Feel the ground. It’s nice and cool, right? Well, dig down a few kilometers and things really heat up. Once you’re down more than 30 km, and temperatures can reach more than 1,000 degrees C; that’s hot enough to melt rock. The melted rock is called magma, and it collects into vast chambers beneath the Earth’s surface. The molten rock is less dense than the surrounding rock and so it “floats” upwards through cracks and faults. When the magma finds its way to the surface, it erupts as lava, rock, ash and volcanic gases; this is a volcanic mountain.
A volcanic mountain starts out as a simple crack in the Earth called a volcanic vent. Magma erupts out of the ground as lava flows, clouds of ash, and explosions of rock. This material falls back to Earth around the vent, and piles up around it. Over time (and sometimes quite quickly) a volcanic mountain builds up, with the familiar cone shape.

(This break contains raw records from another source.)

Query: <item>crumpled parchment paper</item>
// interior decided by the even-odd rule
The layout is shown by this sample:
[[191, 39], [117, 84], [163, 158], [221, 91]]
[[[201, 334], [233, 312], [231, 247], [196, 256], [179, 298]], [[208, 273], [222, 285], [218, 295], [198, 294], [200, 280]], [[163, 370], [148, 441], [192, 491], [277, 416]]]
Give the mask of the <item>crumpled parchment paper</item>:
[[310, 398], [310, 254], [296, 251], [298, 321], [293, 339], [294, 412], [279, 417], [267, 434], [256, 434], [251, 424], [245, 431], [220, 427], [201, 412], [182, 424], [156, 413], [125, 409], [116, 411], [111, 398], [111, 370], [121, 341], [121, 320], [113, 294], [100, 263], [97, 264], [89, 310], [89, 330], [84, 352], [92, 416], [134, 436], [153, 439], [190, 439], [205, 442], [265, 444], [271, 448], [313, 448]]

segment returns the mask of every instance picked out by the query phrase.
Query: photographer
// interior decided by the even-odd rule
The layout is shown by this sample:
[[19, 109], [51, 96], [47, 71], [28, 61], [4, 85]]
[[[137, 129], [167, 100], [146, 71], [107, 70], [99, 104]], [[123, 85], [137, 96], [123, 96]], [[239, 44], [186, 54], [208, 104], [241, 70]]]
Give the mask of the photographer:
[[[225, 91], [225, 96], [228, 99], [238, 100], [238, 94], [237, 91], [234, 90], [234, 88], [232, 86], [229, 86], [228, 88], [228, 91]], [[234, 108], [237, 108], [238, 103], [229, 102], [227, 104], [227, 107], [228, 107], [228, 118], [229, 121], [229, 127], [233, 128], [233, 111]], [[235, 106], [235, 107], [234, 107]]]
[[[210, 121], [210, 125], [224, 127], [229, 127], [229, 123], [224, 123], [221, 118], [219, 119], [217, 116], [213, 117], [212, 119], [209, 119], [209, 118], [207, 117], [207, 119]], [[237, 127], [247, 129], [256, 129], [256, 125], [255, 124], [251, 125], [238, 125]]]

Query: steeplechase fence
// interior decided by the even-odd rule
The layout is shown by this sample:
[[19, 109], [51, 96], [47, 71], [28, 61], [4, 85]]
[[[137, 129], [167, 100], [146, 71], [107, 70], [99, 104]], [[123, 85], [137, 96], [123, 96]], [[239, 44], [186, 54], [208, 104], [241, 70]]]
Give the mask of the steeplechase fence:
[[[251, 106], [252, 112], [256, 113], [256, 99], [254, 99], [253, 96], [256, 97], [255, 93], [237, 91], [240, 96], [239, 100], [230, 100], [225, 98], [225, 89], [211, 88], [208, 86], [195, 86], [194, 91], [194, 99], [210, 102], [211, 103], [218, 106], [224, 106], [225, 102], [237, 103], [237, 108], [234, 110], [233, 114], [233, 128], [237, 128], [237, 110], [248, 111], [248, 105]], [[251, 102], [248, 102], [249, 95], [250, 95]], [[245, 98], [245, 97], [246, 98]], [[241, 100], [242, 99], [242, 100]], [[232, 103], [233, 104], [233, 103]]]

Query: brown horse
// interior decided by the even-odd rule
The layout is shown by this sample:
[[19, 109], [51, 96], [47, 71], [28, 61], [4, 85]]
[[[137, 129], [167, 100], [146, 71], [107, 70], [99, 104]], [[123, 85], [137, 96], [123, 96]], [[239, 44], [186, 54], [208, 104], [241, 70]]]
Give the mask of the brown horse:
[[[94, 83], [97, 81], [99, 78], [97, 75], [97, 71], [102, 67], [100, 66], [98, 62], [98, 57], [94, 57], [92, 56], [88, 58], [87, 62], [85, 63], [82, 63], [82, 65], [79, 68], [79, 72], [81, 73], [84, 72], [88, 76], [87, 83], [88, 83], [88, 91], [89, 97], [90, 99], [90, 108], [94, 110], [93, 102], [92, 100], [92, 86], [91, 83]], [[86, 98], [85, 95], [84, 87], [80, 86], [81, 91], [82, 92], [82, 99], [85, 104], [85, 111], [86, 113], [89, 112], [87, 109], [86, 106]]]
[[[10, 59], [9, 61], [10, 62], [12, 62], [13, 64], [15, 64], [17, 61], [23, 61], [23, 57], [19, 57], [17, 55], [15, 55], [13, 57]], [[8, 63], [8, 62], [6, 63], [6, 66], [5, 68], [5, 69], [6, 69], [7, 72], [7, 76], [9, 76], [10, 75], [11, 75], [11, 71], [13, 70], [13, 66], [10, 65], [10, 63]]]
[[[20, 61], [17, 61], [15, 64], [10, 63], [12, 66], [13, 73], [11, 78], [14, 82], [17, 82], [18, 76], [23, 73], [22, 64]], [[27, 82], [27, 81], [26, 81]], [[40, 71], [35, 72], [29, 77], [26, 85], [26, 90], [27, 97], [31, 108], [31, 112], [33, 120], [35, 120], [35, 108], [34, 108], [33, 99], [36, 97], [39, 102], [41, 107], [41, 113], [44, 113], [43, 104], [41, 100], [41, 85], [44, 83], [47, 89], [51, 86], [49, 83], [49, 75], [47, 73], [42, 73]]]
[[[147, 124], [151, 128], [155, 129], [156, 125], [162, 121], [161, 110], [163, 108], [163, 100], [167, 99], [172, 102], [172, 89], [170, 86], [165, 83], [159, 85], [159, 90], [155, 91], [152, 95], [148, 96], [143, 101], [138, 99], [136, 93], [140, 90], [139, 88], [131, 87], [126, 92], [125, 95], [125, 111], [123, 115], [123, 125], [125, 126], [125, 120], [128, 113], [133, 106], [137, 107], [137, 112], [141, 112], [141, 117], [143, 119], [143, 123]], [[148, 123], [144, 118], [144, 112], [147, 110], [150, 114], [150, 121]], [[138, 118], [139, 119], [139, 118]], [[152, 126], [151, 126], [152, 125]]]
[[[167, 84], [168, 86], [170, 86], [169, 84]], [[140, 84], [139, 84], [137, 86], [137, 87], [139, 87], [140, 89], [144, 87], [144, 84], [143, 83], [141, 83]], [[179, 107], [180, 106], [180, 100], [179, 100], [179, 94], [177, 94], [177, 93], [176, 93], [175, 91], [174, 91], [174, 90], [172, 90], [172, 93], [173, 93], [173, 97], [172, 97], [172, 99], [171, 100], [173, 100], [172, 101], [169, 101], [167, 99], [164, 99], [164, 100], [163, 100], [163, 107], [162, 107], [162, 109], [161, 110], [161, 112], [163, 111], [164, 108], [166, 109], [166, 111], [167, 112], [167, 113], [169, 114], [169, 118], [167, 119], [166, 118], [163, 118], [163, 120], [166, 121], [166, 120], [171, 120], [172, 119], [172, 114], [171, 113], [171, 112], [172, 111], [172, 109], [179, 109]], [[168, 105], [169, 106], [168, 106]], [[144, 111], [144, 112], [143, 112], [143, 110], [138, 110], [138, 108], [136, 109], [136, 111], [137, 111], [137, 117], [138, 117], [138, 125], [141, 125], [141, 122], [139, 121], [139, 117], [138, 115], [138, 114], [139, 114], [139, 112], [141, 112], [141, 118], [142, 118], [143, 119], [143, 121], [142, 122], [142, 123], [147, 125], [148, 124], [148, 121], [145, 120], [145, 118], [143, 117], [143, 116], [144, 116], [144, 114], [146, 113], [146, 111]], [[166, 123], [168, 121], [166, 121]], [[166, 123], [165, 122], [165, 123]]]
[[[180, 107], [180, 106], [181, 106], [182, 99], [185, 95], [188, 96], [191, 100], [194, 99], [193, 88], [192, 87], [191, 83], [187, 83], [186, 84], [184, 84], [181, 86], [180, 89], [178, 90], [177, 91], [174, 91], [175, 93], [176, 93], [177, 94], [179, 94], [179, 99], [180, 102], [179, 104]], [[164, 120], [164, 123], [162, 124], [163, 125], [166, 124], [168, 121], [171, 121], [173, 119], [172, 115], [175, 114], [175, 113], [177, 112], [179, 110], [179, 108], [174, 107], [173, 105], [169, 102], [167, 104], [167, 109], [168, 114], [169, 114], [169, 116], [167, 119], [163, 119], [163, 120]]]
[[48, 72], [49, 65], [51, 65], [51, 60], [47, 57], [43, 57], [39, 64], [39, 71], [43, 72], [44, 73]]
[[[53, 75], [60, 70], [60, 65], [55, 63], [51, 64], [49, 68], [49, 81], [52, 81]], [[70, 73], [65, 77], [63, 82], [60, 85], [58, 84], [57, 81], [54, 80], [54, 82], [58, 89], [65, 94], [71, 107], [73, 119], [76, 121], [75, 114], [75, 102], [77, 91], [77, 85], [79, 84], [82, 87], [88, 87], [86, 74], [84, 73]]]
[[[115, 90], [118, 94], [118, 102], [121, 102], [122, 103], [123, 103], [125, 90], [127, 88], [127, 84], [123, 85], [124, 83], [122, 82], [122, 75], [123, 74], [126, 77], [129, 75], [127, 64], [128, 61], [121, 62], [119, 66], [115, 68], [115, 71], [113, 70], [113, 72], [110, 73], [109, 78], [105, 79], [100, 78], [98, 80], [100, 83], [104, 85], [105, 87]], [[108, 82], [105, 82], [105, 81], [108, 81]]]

There are different kinds of volcanic mountains. Cinder cone mountains are made up of material blasted out that rains back down. They don’t usually grow too large. Shield volcanoes are built up by many lava flows of low viscosity lava (low viscosity means that it flows more easily). The lava can flow for dozens of kilometers, and the volcano can be very wide. A stratovolcano or composite volcano is made up of many layers of ash, rock and hardened lava. Some of the largest, most impressive volcanoes in the world are stratovolcanoes (think about Mount Fuji or Rainier).
And we don’t just have volcanic mountains here on Earth. The largest mountain in the Solar System is Olympus Mons on Mars. This enormous shield volcano has grown to more than 21 km tall. There are also active volcanoes on Jupiter’s moon Io.